September 16, 2021
Recent data indicates ethanol plants across the U.S. will likely use nearly 5 billion bushels of corn to produce ethanol in 2021. Jim Mintert, Purdue University ag economist and director of the Purdue Center for Commercial Agriculture, says that’s comparable to the amount of corn companies used to produce ethanol last year. Ethanol production slumped during the COVID-19 shutdown as the economy slowed down, then rebounded slightly. Recently, Mintert notes corn use for ethanol has leveled off again as profit margins have shrunk once again for producers, thanks to a resurgence of COVID concern.
While this market is important for corn farmers, Thomas Quinn believes there is a much bigger future use for ethanol in the U.S. and around the world. He developed a startup company, E-Fuel, and has been working on alternative ways to produce and use ethanol since 2008.
“Agriculture is the solution for the climate crisis centering around greenhouse gases,” Quinn says. He believes to make that happen, it’s important to produce hydrocarbon fuels made from organic sources other than corn.
Quinn has developed the Rejected Energy Reactor concept to produce alcohol that can be used as fuel. His process uses organic materials to produce alcohol and water. The alcohol becomes fuel for engines that can run on 100% ethanol.
“We can make ethanol using this process at net zero cost for adding additional carbon into the atmosphere,” he says.
While Quinn has developed processes to produce ethanol, he has worked simultaneously to develop equipment that will run on 100% ethanol and power equipment in the field. The product he’s providing for large growers who irrigate is the Power Genset and Water Booster Pump. Instead of relying on electricity, this equipment runs on pure alcohol and deliver power to pump water and irrigate fields.
E-Fuel worked with General Motors to develop engines that can run efficiently on 100% alcohol fuel. Quinn reports that several of these rigs are at work today, primarily in California where specialty crops require lots of irrigation. However, they’re available to be used anywhere in the country and around the world. Currently, E-Fuel is working to take this technology to both South America and Central America.

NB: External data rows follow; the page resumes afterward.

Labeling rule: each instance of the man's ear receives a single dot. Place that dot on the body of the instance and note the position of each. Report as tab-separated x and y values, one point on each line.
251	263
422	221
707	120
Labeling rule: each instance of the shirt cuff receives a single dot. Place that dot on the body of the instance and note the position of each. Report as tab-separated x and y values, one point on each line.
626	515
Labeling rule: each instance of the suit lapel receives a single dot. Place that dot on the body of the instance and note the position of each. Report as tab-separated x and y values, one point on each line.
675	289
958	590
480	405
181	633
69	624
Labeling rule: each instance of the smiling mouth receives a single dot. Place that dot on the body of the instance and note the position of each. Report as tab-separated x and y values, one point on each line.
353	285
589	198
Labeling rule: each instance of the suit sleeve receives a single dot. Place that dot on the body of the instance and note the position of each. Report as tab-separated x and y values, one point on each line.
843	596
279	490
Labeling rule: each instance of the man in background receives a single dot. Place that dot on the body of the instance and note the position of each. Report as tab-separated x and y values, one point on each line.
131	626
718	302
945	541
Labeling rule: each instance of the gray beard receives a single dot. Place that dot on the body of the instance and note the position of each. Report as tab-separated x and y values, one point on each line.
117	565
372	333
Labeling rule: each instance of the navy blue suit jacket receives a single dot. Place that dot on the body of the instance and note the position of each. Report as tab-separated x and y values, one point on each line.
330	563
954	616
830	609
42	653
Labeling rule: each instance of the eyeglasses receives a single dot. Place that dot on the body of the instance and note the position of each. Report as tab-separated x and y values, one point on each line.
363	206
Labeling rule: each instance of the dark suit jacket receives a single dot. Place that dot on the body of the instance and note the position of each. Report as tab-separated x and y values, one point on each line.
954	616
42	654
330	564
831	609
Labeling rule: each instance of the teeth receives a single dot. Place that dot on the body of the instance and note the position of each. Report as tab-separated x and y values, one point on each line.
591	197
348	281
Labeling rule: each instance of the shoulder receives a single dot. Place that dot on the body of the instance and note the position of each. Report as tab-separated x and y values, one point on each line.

The engines, which can run on pure alcohol, are competitive in cost to diesel engines, he says. They’re also very efficient to operate.
What does Quinn see down the road for these types of systems in the U.S.? He says he can envision the day when farmers can use his generation system, which burns on 100% alcohol, to power their farms and homes, producing their own electricity so they can get off the electrical grid. He envisions homeowners eventually will be able to adopt this concept as well.